Türkiye'de Alevilere ve diğer toplumsal kesimlere karşı yapılan ekonomik, siyasal ve hukuksal ayırımcılık ve haksızlık karşısında, siyasi, ekonomik ve hukuksal bir açılım yoktur. AKP hükümetinin herkesin eşitlik haklarından yararlanması için, eşitlik fiilen yaratılmasını sağlayacak ve hak ihlallerine son verilmesini sağlayacak bir siyasi iradesi ve projesi de yoktur.

Devlet, hukuku ve siyaseti dinsel ve dilsel açıdan uyguladığı ayrımcı özelliklerinden arındırmalı, herkesin farklılıkları ile eşit koşullarda bir arada kardeşçe yaşamasını sağlamalıdır.

Eşitlikçi, özgürlükçü, katılımcı ve çoğulculuğu esas alan demokratik bir Anayasa şart!

Bunun için uluslararası belgelere, insan haklarına ve temel özgürlüklere dayalı, bir toplumsal mutabakat sözleşmesi olan eşitlikçi, özgürlükçü, katılımcı ve çoğulculuğu esas alan demokratik bir Anayasa yapılmalıdır. Devletin yurttaşları ile eşit koşullarda ve eşit zeminde buluşması için 73 yıl geçte olsa, adım atılmalıdır.

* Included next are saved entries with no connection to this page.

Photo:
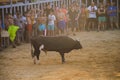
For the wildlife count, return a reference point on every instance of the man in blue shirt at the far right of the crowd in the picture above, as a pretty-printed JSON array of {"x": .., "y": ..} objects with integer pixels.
[{"x": 112, "y": 13}]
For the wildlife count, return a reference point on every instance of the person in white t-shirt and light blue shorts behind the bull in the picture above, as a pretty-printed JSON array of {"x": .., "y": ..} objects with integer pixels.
[{"x": 51, "y": 24}]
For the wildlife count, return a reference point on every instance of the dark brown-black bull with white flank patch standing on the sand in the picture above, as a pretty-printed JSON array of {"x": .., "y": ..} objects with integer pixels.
[{"x": 61, "y": 44}]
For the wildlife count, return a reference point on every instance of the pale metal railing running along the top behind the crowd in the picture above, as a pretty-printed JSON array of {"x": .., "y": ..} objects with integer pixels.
[{"x": 22, "y": 7}]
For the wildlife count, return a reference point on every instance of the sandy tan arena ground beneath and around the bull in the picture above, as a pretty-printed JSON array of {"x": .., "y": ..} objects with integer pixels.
[{"x": 98, "y": 60}]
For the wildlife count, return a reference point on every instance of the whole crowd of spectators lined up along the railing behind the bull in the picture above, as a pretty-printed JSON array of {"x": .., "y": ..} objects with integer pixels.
[{"x": 52, "y": 21}]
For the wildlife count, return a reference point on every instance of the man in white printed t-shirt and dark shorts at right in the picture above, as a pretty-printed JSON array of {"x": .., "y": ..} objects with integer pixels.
[{"x": 92, "y": 9}]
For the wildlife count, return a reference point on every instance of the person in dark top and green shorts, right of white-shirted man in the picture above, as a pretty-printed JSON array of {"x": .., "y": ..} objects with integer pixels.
[{"x": 101, "y": 17}]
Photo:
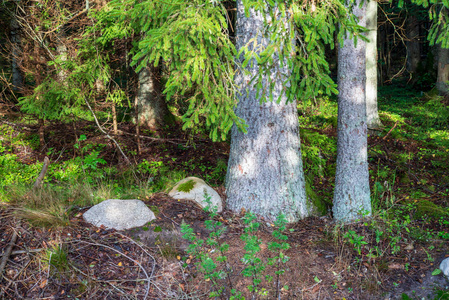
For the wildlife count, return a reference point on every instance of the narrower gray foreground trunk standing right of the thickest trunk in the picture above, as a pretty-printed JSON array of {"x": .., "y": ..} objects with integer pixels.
[{"x": 352, "y": 193}]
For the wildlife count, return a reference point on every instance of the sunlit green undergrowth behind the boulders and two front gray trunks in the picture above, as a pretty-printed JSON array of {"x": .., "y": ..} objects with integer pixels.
[{"x": 408, "y": 159}]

Bu vesileyle herkesin "İnsan Hakları Haftası" nı kutluyor ve haklarına sahip çıkamaya davet ediyorum.

Savunmasız kalmamak için, insan haklarına ve değerlerine sahip çıkalım. İnsan hakları mücadelesi aynı zamanda bir demokrasi mücadelesidir. Tüm demokrasi güçlerinin, insan hakları ve onurunu korumak, özgürlükleri, laikliği, demokrasiyi ve toplumsal refahı yükseltmek için birlikte, birleşik ve en geniş bir toplumsal iradenin, insan ve hak merkezli siyasetiyle başka bir Türkiye’nin kurulmasına ve inşasına olan umudu yükseltmeliyiz.